Auf den Spuren der Vergangenheit

In dem von uns verwendeten ADAC-Tour Set werden 10 Tagesreisen ausgezeichnet beschrieben. Vor allem die Nebenstraßen sowie landschaftliche und historische Besonderheiten sind gut dargestellt. Die Tagestouren liegen normalerweise zwischen 109 und 372 km. Bei dem relativ guten und immer besser werdenden Straßennetz stellen diese Distanzen kein Problem dar. Problematischer gestaltet sich der Verkehr auf schmalen Straßen mit Gegenverkehr. Da bleibt man leicht an einem Ast hängen und handelt sich eine Schramme ein. Im Zweifelsfalle lieber stehen bleiben und den Gegenverkehr vorbei lassen, doch die Menschen sind überaus freundlich und hilfsbereit.
Britischer Teil Irlands

Der Besuch des britischen Irlands lohnt sich unbedingt. Wir hatten nun schon tagelang Küsten gesehen, deshalb wichen wir von unserem ADAC-Tour Set ab und entschieden uns für eine Route quer durchs Land. Von Galway fuhren wir Richtung Osten zum Laugh Ree über Clonmacnoise, bekannt durch seine berühmte Klosterruine aus dem 6. Jahrhundert, bis Carrick on Shannon (viel Parkraum am Hafen). Dort erwachten bei uns Erinnerungen an eine einwöchige Hausboottour auf dem Shannon vor 20 Jahren.
Dublin

Dublin darf der Inselbesucher nicht auslassen. Zu Hause wurden wir vor Dieben gewarnt, deshalb suchten wir in Dublin nach einem bewachten Parkplatz - vergebens. Also blieb uns nichts anderes übrig als ohne Bewachung zu parken. Probleme hatten wir keine.

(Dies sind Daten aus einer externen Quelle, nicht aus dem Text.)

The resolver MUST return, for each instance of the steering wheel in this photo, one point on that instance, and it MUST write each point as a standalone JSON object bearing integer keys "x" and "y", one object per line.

Wiederholt übernachteten wir auf Hotelparkplätzen, wo wir vor dem Nachtessen um Erlaubnis fragten.
Gut zu wissen

Es lohnt sich, im Vorfeld die Fährverbindungen und ihre Preise abzuklären.
Die gelbe Linie am Straßenrand ist kein adretter Schmuck zur besseren Markierung, sondern bedeutet: Hier darf man nicht parken. Handelt es sich gar um eine doppelte gelbe Linie, wird das Fahrzeug fast augenblicklich abgeschleppt. Denn die Abschlepper erhalten angeblich Provision.
Das Wetter in Irland ist eine Sache für sich. Mit Regen sollte man in Irland immer rechnen. Es ist daher ratsam, immer eine Regenjacke oder Schirm dabeizuhaben.
Eine gern gepflegte Eigenschaft der Iren ist ihr generelles persönliches Interesse an anderen Menschen – auch an Fremden. „Curious“ sein heißt neugierig sein. Neugierde bedeutet auf der grünen Insel nichts Negatives, sondern steht für Aufgeschlossenheit gegenüber dem Befinden Anderer. Darauf sollte man nicht abweisend reagieren.
Zurück in die Heimat

Auf der Rückreise nahmen wir die preisgünstigere irische Fähre nach Pembroke. Auf der Strecke Bristol - London sind wir bei Abfahrt Nr. 16 nach Salisbury abgebogen um Stonehenge, das steinzeitliche Weltwunder, zu besichtigen. Beeindruckend war auch die Besichtigung der urenglischen Stadt Salisbury mit ihrer einmaligen frühgotischen Kathedrale. Von Dover aus ging es mit der Fähre in 1 ¼ Stunden über den Kanal nach Calais. In Bergues, nahe Dünkirchen, haben wir frei übernachtet. In dem urigen normannischen Lokal "La Taverne" haben wir ein folkloristisches Ambiente vorgefunden und wieder gutes Essen und Trinken genossen. In Luxemburg gab es noch eine Übernachtung, bevor wir letztmals günstig Diesel tankten und Zigaretten kauften, um tags darauf zu Hause zu sein.
Insider Tipps

Der Trend, auf eine gesunde Ernährung zu achten ist auch in Irland angekommen. In regelmäßigen Abständen entsteht ein neuer Health Food Shop und selbst kleine Dörfer haben jetzt einen Farmers' Market. Verkauft werden biologisch-organisch angebautes Gemüse, Wildlachs, Käse aus Rohmilch und Lammfleisch aus natürlicher Haltung.
Jeder Ire hat seinen Stammpub - doch wer sich mal was gönnen will, der trifft sich mit Freunden, Kollegen und Geschäftspartnern im Hotel. Prosecco im Foyer, Guinness in der Hotelbar. Ebenfalls angesagt: Breakfast Meeting, bei dem man sich am liebsten vom Büfett renommierter Hotelketten bedient.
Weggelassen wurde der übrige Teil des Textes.